The things you see in the Australian outback — a truck on top of a hill which is covered by wildflowers.
It can be found at Bennie Camp Road, just before Lake Newton.
These trees have a cabin/platform anchored to their top and are used to spot fires in the fire season.
The Gloucester Tree is 2km from Pemberton, WA, and the Diamond Tree between Manjimup and Pemberton is a 15-minute drive from either town, on the Southwest Highway.
At 1.7 km in length, the jetty has its own mini train to help tourists take the journey across the clear waters of Geographe Bay.
Those same clear waters make for good viewing from the Underwater Observatory that provides views of the sea life congregating around the jetty pylons, eight metres beneath the water’s surface.
Nambung National Park, WA
The Pinnacles Desert is truly fabulous. Limestone formations which formed thousands of years ago. Exactly how is still up for dispute, which in itself is fascinating.
However they formed, the thousands of limestone Pinnacles — some up to 5m high — have become a highlight of the Cervantes area.
The visitors’ centre, which is also “brilliant — interesting and educational”.
The township of Onslow in the Pilbara region of WA has a colourful history that includes pearl lugging, Japanese bombing in WWII, and devastating cyclones.
Visitors can enjoy heritage walks, a boardwalk over the beach, colossal salt mounds, and the Staircase to the Moon over the mudflats.
Karijini National Park, WA
Karijini National Park is centred in the Hamersley Ranges of the Pilbara region, and features breathtaking gorges carved out of rocks that are more than 2,500 million years old.
The national park is the traditional home of the Banyjima, Kurrama and Innawonga people, and the Banyjima name for the Hamersley Range is Karijini.
It is also home to the western pebble-mound mouse — the tiny rodents build mounds up to 50cm high and cover up to 9 square metres in diameter.
Sam’s Island, Dampier Archipelago, WA
Part of the Dampier Archipelago in WA’s Pilbara region, Sam’s Island (formally named Tidepole Island) has an interesting history.
In 1884, the British named the island after poles used to measure the tides, but when Yugoslav immigrant Sam Ostojich started building his ‘castle’ there in 1966, it became more popularly known as Sam’s Island.
Sam continued working on his castle even after breaking his back in an industrial accident in the early 1970s.

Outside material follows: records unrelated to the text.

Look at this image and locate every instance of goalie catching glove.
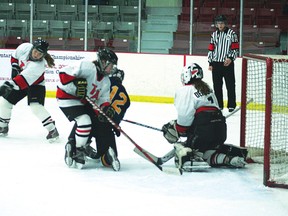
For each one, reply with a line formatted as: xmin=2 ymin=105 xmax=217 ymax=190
xmin=98 ymin=106 xmax=115 ymax=123
xmin=162 ymin=120 xmax=179 ymax=143
xmin=73 ymin=78 xmax=87 ymax=99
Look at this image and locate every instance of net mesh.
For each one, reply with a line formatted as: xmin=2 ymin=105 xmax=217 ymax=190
xmin=244 ymin=55 xmax=288 ymax=187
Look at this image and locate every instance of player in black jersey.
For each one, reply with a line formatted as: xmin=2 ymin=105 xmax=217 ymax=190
xmin=67 ymin=68 xmax=130 ymax=171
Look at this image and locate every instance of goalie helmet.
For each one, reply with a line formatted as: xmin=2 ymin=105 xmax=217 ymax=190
xmin=109 ymin=68 xmax=125 ymax=83
xmin=97 ymin=48 xmax=118 ymax=75
xmin=214 ymin=15 xmax=228 ymax=25
xmin=181 ymin=63 xmax=203 ymax=85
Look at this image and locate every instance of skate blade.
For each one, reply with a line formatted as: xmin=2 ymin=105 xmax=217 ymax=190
xmin=111 ymin=161 xmax=121 ymax=171
xmin=183 ymin=162 xmax=211 ymax=172
xmin=65 ymin=157 xmax=74 ymax=167
xmin=48 ymin=136 xmax=59 ymax=143
xmin=75 ymin=162 xmax=84 ymax=169
xmin=0 ymin=133 xmax=8 ymax=137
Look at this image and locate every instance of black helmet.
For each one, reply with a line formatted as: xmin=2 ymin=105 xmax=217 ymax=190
xmin=98 ymin=48 xmax=118 ymax=65
xmin=214 ymin=15 xmax=228 ymax=24
xmin=29 ymin=39 xmax=49 ymax=61
xmin=109 ymin=68 xmax=125 ymax=83
xmin=97 ymin=48 xmax=118 ymax=75
xmin=32 ymin=39 xmax=49 ymax=55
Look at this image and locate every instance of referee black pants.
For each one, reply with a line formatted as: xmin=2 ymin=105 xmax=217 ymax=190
xmin=211 ymin=62 xmax=236 ymax=109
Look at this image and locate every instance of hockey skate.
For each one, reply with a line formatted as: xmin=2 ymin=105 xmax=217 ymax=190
xmin=227 ymin=156 xmax=247 ymax=168
xmin=104 ymin=147 xmax=120 ymax=171
xmin=64 ymin=141 xmax=75 ymax=167
xmin=181 ymin=155 xmax=210 ymax=172
xmin=84 ymin=144 xmax=99 ymax=160
xmin=73 ymin=147 xmax=86 ymax=169
xmin=64 ymin=139 xmax=86 ymax=169
xmin=0 ymin=126 xmax=8 ymax=137
xmin=46 ymin=128 xmax=59 ymax=143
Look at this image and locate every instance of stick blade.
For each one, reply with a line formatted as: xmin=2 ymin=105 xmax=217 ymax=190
xmin=133 ymin=147 xmax=175 ymax=165
xmin=133 ymin=147 xmax=160 ymax=163
xmin=161 ymin=166 xmax=183 ymax=175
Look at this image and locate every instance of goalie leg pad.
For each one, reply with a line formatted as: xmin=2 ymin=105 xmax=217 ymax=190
xmin=216 ymin=143 xmax=248 ymax=159
xmin=174 ymin=143 xmax=192 ymax=169
xmin=174 ymin=143 xmax=210 ymax=171
xmin=203 ymin=150 xmax=247 ymax=168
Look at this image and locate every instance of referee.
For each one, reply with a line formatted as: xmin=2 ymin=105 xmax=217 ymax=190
xmin=208 ymin=15 xmax=239 ymax=112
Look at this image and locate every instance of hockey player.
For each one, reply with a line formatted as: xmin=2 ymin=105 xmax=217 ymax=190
xmin=67 ymin=68 xmax=130 ymax=171
xmin=162 ymin=63 xmax=247 ymax=172
xmin=56 ymin=48 xmax=118 ymax=169
xmin=0 ymin=39 xmax=59 ymax=142
xmin=91 ymin=68 xmax=130 ymax=171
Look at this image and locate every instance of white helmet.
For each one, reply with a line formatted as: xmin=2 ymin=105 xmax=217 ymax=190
xmin=181 ymin=63 xmax=203 ymax=85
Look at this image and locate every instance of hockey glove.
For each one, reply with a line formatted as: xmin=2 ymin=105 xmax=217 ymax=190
xmin=73 ymin=78 xmax=87 ymax=99
xmin=11 ymin=63 xmax=22 ymax=79
xmin=0 ymin=81 xmax=14 ymax=98
xmin=98 ymin=106 xmax=115 ymax=123
xmin=162 ymin=120 xmax=179 ymax=144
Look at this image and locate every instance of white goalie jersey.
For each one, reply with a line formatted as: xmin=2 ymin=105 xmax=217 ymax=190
xmin=56 ymin=61 xmax=111 ymax=108
xmin=174 ymin=84 xmax=219 ymax=127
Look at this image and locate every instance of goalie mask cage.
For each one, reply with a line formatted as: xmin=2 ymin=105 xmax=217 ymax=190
xmin=241 ymin=54 xmax=288 ymax=189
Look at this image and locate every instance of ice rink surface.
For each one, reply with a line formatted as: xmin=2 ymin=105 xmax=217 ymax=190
xmin=0 ymin=98 xmax=288 ymax=216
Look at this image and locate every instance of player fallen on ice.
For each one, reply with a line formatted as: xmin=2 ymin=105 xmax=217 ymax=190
xmin=56 ymin=48 xmax=119 ymax=170
xmin=0 ymin=39 xmax=59 ymax=142
xmin=162 ymin=63 xmax=247 ymax=172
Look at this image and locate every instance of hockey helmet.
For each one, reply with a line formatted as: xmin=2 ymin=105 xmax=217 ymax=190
xmin=214 ymin=15 xmax=228 ymax=25
xmin=181 ymin=63 xmax=203 ymax=85
xmin=32 ymin=39 xmax=49 ymax=55
xmin=109 ymin=68 xmax=125 ymax=83
xmin=29 ymin=39 xmax=49 ymax=61
xmin=97 ymin=48 xmax=118 ymax=75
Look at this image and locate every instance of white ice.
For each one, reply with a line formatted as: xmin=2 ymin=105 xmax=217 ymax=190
xmin=0 ymin=98 xmax=288 ymax=216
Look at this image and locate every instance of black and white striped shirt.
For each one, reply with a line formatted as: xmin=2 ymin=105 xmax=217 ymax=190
xmin=208 ymin=28 xmax=239 ymax=64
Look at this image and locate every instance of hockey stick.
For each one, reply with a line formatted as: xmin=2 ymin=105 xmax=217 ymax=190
xmin=133 ymin=148 xmax=175 ymax=165
xmin=122 ymin=119 xmax=163 ymax=132
xmin=85 ymin=97 xmax=182 ymax=175
xmin=126 ymin=98 xmax=253 ymax=132
xmin=134 ymin=98 xmax=254 ymax=165
xmin=224 ymin=98 xmax=253 ymax=118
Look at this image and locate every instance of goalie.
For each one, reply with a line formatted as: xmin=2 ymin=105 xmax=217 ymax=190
xmin=162 ymin=63 xmax=247 ymax=172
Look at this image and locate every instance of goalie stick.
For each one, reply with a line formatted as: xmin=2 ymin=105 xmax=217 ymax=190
xmin=133 ymin=148 xmax=175 ymax=165
xmin=224 ymin=98 xmax=253 ymax=118
xmin=85 ymin=97 xmax=182 ymax=176
xmin=134 ymin=98 xmax=254 ymax=166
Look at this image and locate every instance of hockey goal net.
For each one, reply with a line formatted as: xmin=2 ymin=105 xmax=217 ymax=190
xmin=241 ymin=54 xmax=288 ymax=189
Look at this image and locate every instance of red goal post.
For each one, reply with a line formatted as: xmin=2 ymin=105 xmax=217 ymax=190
xmin=241 ymin=54 xmax=288 ymax=189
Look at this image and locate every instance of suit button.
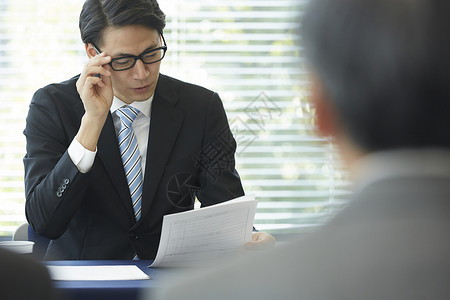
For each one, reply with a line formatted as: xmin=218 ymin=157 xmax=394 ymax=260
xmin=63 ymin=178 xmax=70 ymax=184
xmin=56 ymin=191 xmax=62 ymax=197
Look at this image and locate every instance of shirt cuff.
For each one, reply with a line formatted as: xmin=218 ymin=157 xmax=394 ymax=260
xmin=68 ymin=138 xmax=97 ymax=173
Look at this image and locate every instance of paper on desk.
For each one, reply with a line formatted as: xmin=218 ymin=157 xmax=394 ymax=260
xmin=46 ymin=265 xmax=150 ymax=281
xmin=149 ymin=194 xmax=257 ymax=268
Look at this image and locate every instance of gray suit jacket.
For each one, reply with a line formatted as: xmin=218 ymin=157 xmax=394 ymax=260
xmin=156 ymin=150 xmax=450 ymax=300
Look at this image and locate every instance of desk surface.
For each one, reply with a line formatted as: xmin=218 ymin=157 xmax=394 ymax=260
xmin=45 ymin=260 xmax=171 ymax=300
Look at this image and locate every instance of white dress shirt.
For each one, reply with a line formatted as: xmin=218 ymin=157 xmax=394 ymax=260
xmin=68 ymin=95 xmax=153 ymax=174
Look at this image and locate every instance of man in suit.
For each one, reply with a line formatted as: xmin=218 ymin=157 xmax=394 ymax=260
xmin=0 ymin=248 xmax=55 ymax=299
xmin=23 ymin=0 xmax=273 ymax=260
xmin=154 ymin=0 xmax=450 ymax=299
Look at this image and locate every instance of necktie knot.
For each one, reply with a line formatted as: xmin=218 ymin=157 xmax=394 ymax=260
xmin=117 ymin=106 xmax=140 ymax=127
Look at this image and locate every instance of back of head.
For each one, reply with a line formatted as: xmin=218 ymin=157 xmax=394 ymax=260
xmin=79 ymin=0 xmax=166 ymax=46
xmin=0 ymin=248 xmax=55 ymax=299
xmin=302 ymin=0 xmax=450 ymax=152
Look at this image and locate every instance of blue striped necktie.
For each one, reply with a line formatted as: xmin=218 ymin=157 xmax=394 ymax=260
xmin=116 ymin=106 xmax=143 ymax=221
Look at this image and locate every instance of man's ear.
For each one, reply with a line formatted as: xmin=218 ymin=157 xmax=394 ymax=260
xmin=310 ymin=74 xmax=337 ymax=137
xmin=85 ymin=43 xmax=97 ymax=59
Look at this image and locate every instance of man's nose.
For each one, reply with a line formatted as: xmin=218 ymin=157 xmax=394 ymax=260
xmin=131 ymin=59 xmax=149 ymax=79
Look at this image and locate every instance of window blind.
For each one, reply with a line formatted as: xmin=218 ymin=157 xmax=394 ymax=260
xmin=159 ymin=0 xmax=351 ymax=237
xmin=0 ymin=0 xmax=86 ymax=235
xmin=0 ymin=0 xmax=350 ymax=237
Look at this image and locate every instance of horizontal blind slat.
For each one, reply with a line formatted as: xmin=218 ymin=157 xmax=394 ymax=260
xmin=0 ymin=0 xmax=349 ymax=237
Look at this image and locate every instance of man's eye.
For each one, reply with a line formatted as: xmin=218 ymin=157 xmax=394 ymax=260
xmin=143 ymin=51 xmax=157 ymax=59
xmin=113 ymin=58 xmax=132 ymax=65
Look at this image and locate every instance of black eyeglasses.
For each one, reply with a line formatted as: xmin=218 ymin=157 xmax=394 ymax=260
xmin=92 ymin=34 xmax=167 ymax=71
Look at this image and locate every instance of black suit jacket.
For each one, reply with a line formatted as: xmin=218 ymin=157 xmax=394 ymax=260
xmin=23 ymin=74 xmax=244 ymax=260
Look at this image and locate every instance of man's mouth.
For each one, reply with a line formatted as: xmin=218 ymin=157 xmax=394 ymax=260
xmin=133 ymin=85 xmax=150 ymax=93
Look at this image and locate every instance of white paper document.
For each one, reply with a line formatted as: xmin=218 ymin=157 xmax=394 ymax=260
xmin=47 ymin=265 xmax=150 ymax=281
xmin=149 ymin=194 xmax=257 ymax=268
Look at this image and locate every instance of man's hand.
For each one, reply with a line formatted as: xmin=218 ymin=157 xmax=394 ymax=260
xmin=244 ymin=232 xmax=276 ymax=251
xmin=76 ymin=52 xmax=113 ymax=121
xmin=75 ymin=52 xmax=113 ymax=151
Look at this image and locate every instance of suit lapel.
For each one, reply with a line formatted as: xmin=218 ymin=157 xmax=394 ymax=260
xmin=97 ymin=114 xmax=136 ymax=219
xmin=73 ymin=89 xmax=136 ymax=221
xmin=137 ymin=76 xmax=185 ymax=225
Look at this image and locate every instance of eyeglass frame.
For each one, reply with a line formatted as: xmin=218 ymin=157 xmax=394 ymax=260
xmin=91 ymin=33 xmax=167 ymax=71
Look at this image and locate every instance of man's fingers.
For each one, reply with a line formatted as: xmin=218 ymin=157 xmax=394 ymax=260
xmin=78 ymin=76 xmax=102 ymax=97
xmin=244 ymin=232 xmax=276 ymax=251
xmin=84 ymin=56 xmax=112 ymax=78
xmin=82 ymin=54 xmax=111 ymax=77
xmin=77 ymin=57 xmax=112 ymax=94
xmin=76 ymin=51 xmax=114 ymax=117
xmin=101 ymin=64 xmax=113 ymax=87
xmin=89 ymin=66 xmax=111 ymax=78
xmin=96 ymin=78 xmax=105 ymax=88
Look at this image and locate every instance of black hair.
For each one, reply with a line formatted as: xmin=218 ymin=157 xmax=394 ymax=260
xmin=301 ymin=0 xmax=450 ymax=152
xmin=79 ymin=0 xmax=166 ymax=47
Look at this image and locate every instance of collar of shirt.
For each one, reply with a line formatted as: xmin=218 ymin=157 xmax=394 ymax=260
xmin=110 ymin=94 xmax=154 ymax=118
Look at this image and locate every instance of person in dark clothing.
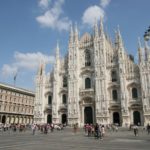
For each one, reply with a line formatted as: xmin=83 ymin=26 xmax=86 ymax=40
xmin=94 ymin=123 xmax=99 ymax=139
xmin=44 ymin=125 xmax=48 ymax=134
xmin=133 ymin=125 xmax=138 ymax=136
xmin=147 ymin=123 xmax=150 ymax=134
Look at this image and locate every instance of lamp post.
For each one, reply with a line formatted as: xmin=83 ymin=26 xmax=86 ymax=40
xmin=144 ymin=26 xmax=150 ymax=41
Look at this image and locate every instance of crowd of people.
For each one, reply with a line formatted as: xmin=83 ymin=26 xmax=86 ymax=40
xmin=0 ymin=122 xmax=150 ymax=138
xmin=132 ymin=123 xmax=150 ymax=136
xmin=0 ymin=122 xmax=64 ymax=135
xmin=81 ymin=123 xmax=150 ymax=139
xmin=82 ymin=123 xmax=119 ymax=140
xmin=84 ymin=123 xmax=105 ymax=139
xmin=31 ymin=123 xmax=64 ymax=135
xmin=0 ymin=123 xmax=29 ymax=133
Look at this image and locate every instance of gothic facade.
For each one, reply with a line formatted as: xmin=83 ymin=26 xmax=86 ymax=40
xmin=34 ymin=19 xmax=150 ymax=127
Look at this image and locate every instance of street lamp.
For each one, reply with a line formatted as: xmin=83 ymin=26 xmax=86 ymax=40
xmin=144 ymin=26 xmax=150 ymax=41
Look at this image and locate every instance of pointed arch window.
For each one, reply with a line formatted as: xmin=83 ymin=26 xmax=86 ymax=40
xmin=85 ymin=49 xmax=91 ymax=66
xmin=111 ymin=70 xmax=117 ymax=82
xmin=112 ymin=90 xmax=118 ymax=101
xmin=62 ymin=94 xmax=67 ymax=104
xmin=48 ymin=95 xmax=52 ymax=105
xmin=63 ymin=76 xmax=67 ymax=87
xmin=85 ymin=78 xmax=91 ymax=89
xmin=132 ymin=88 xmax=138 ymax=99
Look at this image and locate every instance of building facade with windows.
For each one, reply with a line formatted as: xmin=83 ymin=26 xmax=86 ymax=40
xmin=0 ymin=83 xmax=35 ymax=124
xmin=34 ymin=19 xmax=150 ymax=126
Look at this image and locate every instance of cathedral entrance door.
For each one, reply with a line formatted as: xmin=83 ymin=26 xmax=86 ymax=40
xmin=133 ymin=111 xmax=141 ymax=125
xmin=84 ymin=107 xmax=93 ymax=124
xmin=62 ymin=114 xmax=67 ymax=124
xmin=113 ymin=112 xmax=120 ymax=125
xmin=47 ymin=114 xmax=52 ymax=124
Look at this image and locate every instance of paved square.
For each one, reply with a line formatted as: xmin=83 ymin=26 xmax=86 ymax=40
xmin=0 ymin=128 xmax=150 ymax=150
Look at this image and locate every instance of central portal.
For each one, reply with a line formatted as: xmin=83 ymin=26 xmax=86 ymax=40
xmin=47 ymin=114 xmax=52 ymax=124
xmin=84 ymin=106 xmax=93 ymax=124
xmin=113 ymin=112 xmax=120 ymax=125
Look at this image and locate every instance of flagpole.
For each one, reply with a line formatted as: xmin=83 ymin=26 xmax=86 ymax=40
xmin=14 ymin=72 xmax=17 ymax=87
xmin=14 ymin=78 xmax=16 ymax=87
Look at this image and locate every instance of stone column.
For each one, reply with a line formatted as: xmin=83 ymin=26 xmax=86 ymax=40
xmin=6 ymin=115 xmax=9 ymax=123
xmin=10 ymin=116 xmax=14 ymax=124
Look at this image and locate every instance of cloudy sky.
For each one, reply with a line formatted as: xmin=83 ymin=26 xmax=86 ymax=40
xmin=0 ymin=0 xmax=150 ymax=90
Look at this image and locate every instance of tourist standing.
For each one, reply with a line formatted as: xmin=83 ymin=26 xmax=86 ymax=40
xmin=95 ymin=123 xmax=99 ymax=139
xmin=133 ymin=125 xmax=138 ymax=136
xmin=73 ymin=123 xmax=78 ymax=134
xmin=147 ymin=123 xmax=150 ymax=134
xmin=101 ymin=125 xmax=105 ymax=138
xmin=32 ymin=124 xmax=36 ymax=135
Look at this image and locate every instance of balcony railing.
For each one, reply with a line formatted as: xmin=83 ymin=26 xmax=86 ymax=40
xmin=109 ymin=100 xmax=120 ymax=107
xmin=79 ymin=88 xmax=94 ymax=98
xmin=80 ymin=66 xmax=94 ymax=75
xmin=45 ymin=104 xmax=52 ymax=110
xmin=59 ymin=104 xmax=67 ymax=109
xmin=59 ymin=87 xmax=68 ymax=94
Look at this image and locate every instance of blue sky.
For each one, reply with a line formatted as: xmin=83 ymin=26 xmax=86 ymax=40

Hamersley Iron gave Sam a 99-year gentleman’s lease, allowing Sam to live out his days there with his cat, Tiger.
Sadly, Sam died in February 2005 and is buried on the island. Tiger passed away shortly after, and is buried at Sam’s feet.
Millstream Chichester National Park, WA
The thermometer in the 4WD read 54 degrees Celsius, but it dropped to 44 close to the creek bed in Millstream Chichester National Park.
No wonder it is referred to as an oasis in the desert.
Gantheaume Point, Broome, WA
Allow yourself to be dazzled by the amazing colours of Gantheaume Point in Broome, of the contrasting colours of the deep-red pindan cliffs and the turquoise Indian Ocean.
At very low tide, the point also offers a glimpse of dinosaur footprints preserved in reef rock at the bottom of the cliff. It is a 10-minute drive from the town centre of Broome.
King Leopold Ranges, WA
The Gibb River Road is one of the final frontiers of travel in Australia
It’s a 660km natural earth track that takes you through the wild heart of the Kimberley, and it’s one of the most remote roads in Australia, if not the world.
Fuel at one of the few roadhouses costs more than $2.15 per litre, twice as expensive as the metropolitan average.
It is also one of the Kimberley’s main attractions, and travellers can venture through a dramatically diverse landscape dotted with waterfalls, gorges, rock pools, and mountain ranges.